Understanding the VP8 Token Tree

I got tripped up on another part of the VP8 decoding process today. So I drew a picture to help myself understand it. Then I went back and read David Conrad’s comment on my last post regarding my difficulty understanding the VP8 spec and saw that he ran into the same problem. Since we both experienced the same hindrance in trying to sort out this matter, I thought I may as well publish the picture I drew.

VP8 defines various trees for decoding different syntax elements. There is one tree for decoding the tokens and it is expressed in the VP8 spec as such:

Here is what the table looks like when you make a tree out of it (click for full size image):



The catch is that it makes no sense for an end-of-block (EOB) token to follow a 0 token since EOB already indicates that the remainder of the coefficients should be 0 anyway.

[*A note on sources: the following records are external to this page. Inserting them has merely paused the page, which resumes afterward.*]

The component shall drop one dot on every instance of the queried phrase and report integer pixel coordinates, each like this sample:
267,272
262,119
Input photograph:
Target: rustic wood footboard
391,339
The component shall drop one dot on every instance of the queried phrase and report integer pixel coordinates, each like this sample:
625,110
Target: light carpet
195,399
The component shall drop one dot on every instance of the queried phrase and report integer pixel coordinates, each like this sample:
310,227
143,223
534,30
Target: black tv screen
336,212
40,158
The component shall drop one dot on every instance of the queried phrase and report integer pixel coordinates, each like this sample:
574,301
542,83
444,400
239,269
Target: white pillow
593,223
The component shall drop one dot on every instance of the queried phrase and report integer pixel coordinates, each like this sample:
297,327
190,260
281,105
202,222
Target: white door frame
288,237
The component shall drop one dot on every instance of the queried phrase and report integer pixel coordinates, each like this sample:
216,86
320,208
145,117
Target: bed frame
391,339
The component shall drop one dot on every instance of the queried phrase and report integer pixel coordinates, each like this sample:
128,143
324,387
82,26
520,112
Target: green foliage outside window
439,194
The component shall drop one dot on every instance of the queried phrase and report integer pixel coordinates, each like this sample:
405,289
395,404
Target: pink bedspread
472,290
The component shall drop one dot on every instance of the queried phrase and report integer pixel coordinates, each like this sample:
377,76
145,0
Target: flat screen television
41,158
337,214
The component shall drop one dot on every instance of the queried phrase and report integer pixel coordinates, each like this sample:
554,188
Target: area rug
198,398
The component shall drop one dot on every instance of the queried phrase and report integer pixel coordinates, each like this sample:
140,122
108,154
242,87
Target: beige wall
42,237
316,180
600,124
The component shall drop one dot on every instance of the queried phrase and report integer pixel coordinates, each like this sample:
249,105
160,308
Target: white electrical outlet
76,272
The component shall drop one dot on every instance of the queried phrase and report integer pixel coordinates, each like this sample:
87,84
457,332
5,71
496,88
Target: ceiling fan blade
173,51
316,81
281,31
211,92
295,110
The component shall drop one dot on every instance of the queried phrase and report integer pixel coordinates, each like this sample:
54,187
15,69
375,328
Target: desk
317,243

Thus, the spec states that, “decoding of certain DCT coefficients may skip the first branch, whose preceding coefficient is a DCT_0.” I confess, I didn’t understand what “skip the first branch” meant until I drew the tree.



For those wondering why it might be sub-optimal (clarity-wise) for a spec to simply regurgitate vast chunks of C code, this makes a decent case. As you can see, the spec makes certain assumptions about how a binary tree should be organized in a static array (node n points to elements n*2 and n*2+1 as its branches; leaves are either negative or 0). This is the second method I have seen; another piece of code (not the VP8 spec) had the nodes in the first half of the array and pointed to leaves in the second half. There must be other arrangements.